AI-Driven Automation To Drive Roblox's Margins By 2030, Analyst Boosts Target

Truist Securities analyst Matthew Thornton reiterated a Hold rating on Roblox Corporation RBLXraising the price target to $45 from $42.

Thornton believes AI should have a material impact on content creation for RBLX in terms of speed and quantity of quality content to market.
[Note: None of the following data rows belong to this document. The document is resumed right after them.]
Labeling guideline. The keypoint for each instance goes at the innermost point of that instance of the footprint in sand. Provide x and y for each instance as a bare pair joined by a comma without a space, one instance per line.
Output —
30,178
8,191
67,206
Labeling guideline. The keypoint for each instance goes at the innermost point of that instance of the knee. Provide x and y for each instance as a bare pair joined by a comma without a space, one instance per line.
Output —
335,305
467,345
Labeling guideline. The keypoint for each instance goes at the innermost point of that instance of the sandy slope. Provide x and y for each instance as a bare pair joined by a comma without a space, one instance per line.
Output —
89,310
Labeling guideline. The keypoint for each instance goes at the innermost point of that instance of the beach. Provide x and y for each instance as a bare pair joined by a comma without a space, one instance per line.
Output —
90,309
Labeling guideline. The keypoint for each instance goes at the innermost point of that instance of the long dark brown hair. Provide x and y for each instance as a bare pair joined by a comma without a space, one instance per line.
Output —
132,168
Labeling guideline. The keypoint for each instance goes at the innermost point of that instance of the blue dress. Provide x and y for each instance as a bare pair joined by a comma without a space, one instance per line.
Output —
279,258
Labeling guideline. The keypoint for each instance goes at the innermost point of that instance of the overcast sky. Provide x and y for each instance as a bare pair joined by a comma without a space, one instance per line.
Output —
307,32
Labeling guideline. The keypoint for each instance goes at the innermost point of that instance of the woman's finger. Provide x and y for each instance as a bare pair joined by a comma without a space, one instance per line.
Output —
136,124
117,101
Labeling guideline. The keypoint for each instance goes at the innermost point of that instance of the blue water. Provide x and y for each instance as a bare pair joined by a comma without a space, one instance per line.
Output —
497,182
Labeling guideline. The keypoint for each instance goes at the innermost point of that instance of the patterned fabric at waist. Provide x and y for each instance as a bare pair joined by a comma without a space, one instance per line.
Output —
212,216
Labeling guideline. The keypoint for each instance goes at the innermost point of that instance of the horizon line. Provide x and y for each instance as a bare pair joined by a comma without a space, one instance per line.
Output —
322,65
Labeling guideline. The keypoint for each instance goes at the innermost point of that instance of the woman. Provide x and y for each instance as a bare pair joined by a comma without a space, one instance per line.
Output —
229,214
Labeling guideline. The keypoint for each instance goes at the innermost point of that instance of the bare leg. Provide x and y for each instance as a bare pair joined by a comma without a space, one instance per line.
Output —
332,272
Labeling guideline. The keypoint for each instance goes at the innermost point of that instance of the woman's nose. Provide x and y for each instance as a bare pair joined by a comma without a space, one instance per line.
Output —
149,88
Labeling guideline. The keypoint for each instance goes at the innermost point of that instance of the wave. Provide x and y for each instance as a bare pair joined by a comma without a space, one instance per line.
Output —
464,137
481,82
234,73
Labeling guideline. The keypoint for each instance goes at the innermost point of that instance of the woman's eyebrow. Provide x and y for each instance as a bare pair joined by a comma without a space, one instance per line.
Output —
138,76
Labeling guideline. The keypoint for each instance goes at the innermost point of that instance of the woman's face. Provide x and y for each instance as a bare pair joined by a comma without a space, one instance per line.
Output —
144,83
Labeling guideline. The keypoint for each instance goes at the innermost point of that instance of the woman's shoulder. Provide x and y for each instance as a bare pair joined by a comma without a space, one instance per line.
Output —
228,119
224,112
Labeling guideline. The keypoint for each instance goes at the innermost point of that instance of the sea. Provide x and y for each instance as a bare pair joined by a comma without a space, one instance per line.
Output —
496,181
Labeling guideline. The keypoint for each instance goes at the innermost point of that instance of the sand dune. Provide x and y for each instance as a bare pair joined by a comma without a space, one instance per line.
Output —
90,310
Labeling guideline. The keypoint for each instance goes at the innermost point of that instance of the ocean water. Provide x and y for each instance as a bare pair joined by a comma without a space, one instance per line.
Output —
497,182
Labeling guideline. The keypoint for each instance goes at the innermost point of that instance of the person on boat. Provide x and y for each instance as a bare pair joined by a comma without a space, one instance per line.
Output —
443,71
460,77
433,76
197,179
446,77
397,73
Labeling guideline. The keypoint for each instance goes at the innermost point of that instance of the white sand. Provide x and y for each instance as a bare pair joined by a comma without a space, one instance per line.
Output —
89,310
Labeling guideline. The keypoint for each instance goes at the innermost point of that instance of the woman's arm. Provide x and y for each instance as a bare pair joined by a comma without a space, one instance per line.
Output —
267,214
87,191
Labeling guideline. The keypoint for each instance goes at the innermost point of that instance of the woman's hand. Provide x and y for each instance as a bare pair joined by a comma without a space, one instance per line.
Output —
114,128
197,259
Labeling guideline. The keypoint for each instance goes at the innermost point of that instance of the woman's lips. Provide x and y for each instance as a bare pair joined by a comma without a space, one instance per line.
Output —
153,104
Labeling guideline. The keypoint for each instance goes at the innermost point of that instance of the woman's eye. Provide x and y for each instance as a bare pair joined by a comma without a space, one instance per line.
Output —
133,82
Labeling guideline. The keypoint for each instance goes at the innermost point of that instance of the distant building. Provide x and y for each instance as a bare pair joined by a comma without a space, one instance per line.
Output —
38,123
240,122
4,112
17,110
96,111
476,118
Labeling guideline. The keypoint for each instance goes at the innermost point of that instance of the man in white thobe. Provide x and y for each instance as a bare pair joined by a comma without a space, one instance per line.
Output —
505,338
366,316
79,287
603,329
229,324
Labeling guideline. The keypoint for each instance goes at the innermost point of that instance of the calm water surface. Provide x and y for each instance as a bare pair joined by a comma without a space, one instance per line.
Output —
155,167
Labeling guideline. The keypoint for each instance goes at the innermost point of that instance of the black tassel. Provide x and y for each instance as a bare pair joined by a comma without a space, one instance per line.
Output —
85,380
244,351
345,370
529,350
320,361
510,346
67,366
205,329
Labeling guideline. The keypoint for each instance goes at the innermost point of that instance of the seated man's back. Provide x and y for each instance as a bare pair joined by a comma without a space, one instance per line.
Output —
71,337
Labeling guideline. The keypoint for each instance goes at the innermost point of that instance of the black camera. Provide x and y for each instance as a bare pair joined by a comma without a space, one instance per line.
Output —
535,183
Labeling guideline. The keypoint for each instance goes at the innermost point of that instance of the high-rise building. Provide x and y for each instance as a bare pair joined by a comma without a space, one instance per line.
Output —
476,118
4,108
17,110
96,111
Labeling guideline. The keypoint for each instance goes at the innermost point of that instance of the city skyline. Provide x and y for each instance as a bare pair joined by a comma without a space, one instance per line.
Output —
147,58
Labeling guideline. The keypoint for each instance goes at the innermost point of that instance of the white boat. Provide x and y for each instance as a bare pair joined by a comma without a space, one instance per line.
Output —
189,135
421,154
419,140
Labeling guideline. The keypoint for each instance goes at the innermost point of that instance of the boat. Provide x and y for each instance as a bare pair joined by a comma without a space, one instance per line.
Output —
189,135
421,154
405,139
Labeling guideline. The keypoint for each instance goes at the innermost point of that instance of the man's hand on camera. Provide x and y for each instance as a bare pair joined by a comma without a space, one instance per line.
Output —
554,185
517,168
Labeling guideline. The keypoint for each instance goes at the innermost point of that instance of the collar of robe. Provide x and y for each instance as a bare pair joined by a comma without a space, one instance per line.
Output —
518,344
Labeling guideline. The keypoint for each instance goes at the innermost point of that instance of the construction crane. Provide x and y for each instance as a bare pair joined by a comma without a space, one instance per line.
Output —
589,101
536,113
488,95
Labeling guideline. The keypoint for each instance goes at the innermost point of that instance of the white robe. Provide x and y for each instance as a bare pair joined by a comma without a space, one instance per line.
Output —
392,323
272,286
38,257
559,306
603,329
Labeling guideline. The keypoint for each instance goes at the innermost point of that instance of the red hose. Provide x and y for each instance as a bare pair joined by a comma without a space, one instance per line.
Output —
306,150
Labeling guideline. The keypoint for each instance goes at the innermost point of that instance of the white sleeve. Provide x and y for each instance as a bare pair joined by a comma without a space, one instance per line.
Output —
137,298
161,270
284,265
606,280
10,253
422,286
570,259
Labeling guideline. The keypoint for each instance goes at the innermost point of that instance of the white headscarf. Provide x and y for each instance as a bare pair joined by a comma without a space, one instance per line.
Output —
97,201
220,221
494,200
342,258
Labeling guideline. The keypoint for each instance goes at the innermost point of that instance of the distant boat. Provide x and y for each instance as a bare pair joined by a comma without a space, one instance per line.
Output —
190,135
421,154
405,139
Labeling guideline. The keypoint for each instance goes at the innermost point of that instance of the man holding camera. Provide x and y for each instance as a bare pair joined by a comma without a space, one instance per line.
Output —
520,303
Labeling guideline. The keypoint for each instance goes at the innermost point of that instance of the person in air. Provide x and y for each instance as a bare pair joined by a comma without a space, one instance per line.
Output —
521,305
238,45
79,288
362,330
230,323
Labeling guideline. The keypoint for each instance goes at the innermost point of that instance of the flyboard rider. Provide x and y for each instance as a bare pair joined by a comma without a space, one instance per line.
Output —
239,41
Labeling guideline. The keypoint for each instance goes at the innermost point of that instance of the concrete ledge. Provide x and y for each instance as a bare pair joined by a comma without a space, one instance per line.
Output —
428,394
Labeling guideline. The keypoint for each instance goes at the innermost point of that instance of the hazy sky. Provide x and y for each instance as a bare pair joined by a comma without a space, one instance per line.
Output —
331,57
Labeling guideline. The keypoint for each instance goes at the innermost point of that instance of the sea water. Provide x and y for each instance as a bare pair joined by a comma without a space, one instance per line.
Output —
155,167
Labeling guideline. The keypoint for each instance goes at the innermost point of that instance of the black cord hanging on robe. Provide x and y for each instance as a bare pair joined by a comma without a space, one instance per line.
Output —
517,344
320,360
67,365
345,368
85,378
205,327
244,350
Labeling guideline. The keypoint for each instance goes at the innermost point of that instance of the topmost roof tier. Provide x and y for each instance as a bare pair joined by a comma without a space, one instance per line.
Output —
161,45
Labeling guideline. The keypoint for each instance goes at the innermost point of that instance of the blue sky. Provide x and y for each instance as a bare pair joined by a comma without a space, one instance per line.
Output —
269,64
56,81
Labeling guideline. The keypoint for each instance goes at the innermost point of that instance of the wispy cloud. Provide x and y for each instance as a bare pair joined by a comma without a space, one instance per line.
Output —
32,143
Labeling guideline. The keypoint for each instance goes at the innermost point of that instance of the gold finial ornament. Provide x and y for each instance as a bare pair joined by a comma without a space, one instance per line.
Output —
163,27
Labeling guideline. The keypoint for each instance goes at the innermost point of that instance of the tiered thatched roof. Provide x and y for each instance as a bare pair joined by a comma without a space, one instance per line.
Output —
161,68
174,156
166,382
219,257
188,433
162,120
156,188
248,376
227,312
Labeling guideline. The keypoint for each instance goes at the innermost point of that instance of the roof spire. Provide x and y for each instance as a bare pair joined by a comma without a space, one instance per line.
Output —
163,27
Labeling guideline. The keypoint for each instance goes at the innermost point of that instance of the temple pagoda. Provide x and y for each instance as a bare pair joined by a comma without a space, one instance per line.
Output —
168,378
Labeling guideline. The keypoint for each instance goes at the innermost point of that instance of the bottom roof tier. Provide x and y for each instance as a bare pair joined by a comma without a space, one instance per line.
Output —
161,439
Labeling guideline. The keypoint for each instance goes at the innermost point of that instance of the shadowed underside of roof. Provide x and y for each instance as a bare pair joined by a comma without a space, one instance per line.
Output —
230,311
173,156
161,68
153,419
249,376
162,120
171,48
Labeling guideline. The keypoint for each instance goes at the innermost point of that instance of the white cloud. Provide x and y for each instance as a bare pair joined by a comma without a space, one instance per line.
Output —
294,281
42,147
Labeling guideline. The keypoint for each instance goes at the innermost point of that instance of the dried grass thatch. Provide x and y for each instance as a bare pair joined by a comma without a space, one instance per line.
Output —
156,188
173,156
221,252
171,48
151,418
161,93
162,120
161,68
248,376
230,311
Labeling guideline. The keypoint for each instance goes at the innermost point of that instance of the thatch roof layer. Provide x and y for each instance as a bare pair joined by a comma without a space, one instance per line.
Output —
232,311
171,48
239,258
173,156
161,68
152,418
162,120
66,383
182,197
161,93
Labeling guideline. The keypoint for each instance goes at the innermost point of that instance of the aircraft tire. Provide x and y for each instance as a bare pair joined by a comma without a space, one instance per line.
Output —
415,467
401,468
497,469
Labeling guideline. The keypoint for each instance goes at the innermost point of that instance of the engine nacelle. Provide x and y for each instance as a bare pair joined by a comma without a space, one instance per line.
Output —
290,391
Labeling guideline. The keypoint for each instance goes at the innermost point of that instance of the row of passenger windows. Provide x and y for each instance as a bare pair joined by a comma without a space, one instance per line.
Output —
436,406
However, AI should also have a meaningful effect on RBLX's cost structure longer-term, the most tangible being Trust & Safety costs, the analyst notes. 

RBLX had 2300 dedicated 3rd party T&S agents (mostly overseas) as of 2020 per the S1 (and "thousands" as of 2022 per the 10K), the analyst adds. 

Even at USA minimum wage ($7.25/hour, 40 hours per week, 48 working weeks per year), and assuming that 2300 hasn't/doesn't increase with user growth (which should be conservative), AI-driven automation of 3P T&S headcount would increase 2030 AEBITDA margin by ~50bps, Thornton adds.

Going ahead, the analyst continues to expect RBLX to make its way to other platforms, though again, the incremental lift is likely to be pretty modest.

Thornton estimates Xbox to have accounted for at least 2% of RBLX bookings in 2022, given Xbox skews western/developed markets (which tend to have much higher monetization rates per player).

The analyst estimates daily user growth of 23%/18%/15% in 2023/2024/2025 (versus 23% in 2022) driven by the international segment.

Thornton views the forward consensus AEBITDA as too low in the short term.

For 3Q, AEBITDA is estimated at $73 million (vs consensus of $61 million-$64 million), for 2023 it is estimated at $388 million (vs consensus of $344 million-$352 million), and for 2024 AEBITDA is expected to be $502 million (vs consensus $488 million-$505 million).

Price Action: RBLX shares are trading higher by 2% to $45.35 on the last check Tuesday.